Caribbean Airlines apologises to Guyana
Caribbean Airlines is apologising to Guyana and vows to improve service following a threat by the country's Cabinet to pull its national carrier status.
The Trinidad-based carrier has been the main airline flying between Guyana and New York since May, when Delta Air Lines withdrew, citing high fuel costs.
But there have been complaints in Guyana that Caribbean Airlines' prices are high and its service lacking. Commerce Minister Irfaan Ali has accused the carrier of forcing customers to pay "enormous prices" while "taking us for granted and reaping in great profits".
Caribbean Airlines Chairman Phillip Marshall said Monday that the carrier will do its best to "improve the partnership". He says the airline will review its prices.
Meanwhile, Guyana is trying to persuade other carriers to enter the market.
ConocoPhillips sells T&T gas asset
ConocoPhillips has sold its gas asset in Trinidad to the National Gas Company of Trinidad and Tobago Limited for US$600 million.
The American company says it expects to book a net gain of US$290 million from the sale.
NGC has acquired 100 per cent of Trinidad and Tobago Holdings LLC, which was used by Conoco to hold its 39 per cent stake in Phoenix Park Gas Processors Limited.
Phoenix Park operates a natural gas processing facility at Point Lisas.
"The sale of this noncore, midstream asset represents further progress in strengthening and focusing the ConocoPhillips portfolio, and advances the strategic interests of both NGC and ConocoPhillips," said Don Wallette, executive vice president, Commercial, Business Development and Corporate Planning. "We appreciate the long and productive relationship we have had with NGC," said Wallette in a company statement.

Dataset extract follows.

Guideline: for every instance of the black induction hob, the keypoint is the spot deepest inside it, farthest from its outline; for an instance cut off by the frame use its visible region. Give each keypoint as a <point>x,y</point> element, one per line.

Nicaragua to start exploring for oil in Caribbean
Nicaragua says it will start exploring for oil in a swath of seabed in the Caribbean Sea that an international court granted it last year after a dispute with Colombia.
Energy and Mines Minister Emilio Rappaccioli said on Thursday the exploratory work in an area that is home to one of the largest barrier reefs in the Americas will start this weekend. It will be done by the US-based company Noble Energy.
The International Court of Justice last year granted Nicaragua a large horseshoe-shaped area of the sea and seabed surrounding a group of tiny islands that the court granted to Colombia.
The archipelago is home to the 100-square-mile (255-square-kilometre) old Providence reef.
Environmentalists say exploratory drilling in the area will damage the environment.